# Castle Bromwich



## spitfirefactory (Nov 12, 2006)

Hello from the UK. I have just joined and am looking for any new information on The History of Castle Bromwich Spitfire Factory. I am looking for restoration projects within the Serial Ranges of planes built within the factory. Also any information to / relating to the 365 Lancasters built also at the plant. Thank you for allowing me to join the forum and I am looking forward to the comments received. Any photo's of the surrounding areas and the Airfield would be greatfully received also Thankyou.


----------



## the lancaster kicks ass (Nov 12, 2006)

the lancs i can help you with  what info are you after?


----------



## spitfirefactory (Nov 12, 2006)

Thankyou for your reply. Basically I am intrested in all aspects of the Castle Bromwich factory. Are there any histories of the Lancasters built at the factory still remaining etc.


----------



## the lancaster kicks ass (Nov 21, 2006)

sorry, totally forgot about this thread 

the castle Castle Bromwich lancs have a marginally more interesting story then most as far as lancaster production batches go...........

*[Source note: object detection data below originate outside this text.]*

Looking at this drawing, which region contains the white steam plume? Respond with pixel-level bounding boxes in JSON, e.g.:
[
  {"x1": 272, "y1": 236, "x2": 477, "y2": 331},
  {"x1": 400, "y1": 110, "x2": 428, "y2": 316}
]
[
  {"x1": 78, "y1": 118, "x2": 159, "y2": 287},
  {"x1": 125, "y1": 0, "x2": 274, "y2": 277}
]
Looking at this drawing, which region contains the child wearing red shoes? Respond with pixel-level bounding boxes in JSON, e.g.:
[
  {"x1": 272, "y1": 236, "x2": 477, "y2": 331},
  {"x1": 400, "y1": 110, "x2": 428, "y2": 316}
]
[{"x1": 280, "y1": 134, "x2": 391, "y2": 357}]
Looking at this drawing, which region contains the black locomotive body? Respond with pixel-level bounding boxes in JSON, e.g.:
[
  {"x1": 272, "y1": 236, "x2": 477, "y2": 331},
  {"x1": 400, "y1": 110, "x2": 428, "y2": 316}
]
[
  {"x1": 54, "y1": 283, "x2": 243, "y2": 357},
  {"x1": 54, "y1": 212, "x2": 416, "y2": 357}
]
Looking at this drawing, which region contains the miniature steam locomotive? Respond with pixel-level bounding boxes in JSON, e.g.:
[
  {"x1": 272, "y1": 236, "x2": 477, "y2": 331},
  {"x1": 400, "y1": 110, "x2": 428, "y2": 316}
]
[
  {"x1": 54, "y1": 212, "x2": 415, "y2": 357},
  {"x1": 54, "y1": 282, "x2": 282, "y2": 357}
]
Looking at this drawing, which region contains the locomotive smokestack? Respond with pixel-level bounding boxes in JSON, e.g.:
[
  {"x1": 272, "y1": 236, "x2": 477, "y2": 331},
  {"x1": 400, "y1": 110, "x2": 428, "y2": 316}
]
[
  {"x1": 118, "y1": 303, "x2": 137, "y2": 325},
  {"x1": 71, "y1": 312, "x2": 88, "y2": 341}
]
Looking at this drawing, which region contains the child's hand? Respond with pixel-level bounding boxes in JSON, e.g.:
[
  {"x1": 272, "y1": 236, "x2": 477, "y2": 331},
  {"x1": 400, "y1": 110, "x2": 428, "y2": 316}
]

The first 200 produced at the factory were originally ordered as Mk.IIs in september 1941, this was changed to Mk.III in February 1943 however they were eventually produced as Mk.Is from October 1943-February 1945

These 200 were issued serials HK535-HK806 (there's more than 200 difference because it was standard practice to miss serial numbers so jerry couldn't find out too much about our production), all lancs up to HK773 had merlin 22 engines, all subsiquent lancs having merlin 24s

The second production batch from Castle Bromwich was for an order of 200 Mk.Is, of which owing to it being the end of the war, only 100 were produced from February 21st- August 22nd 1945, all with merlin 24s and serials PP663-PP918, i hope this's along the lines of what you're after...........


----------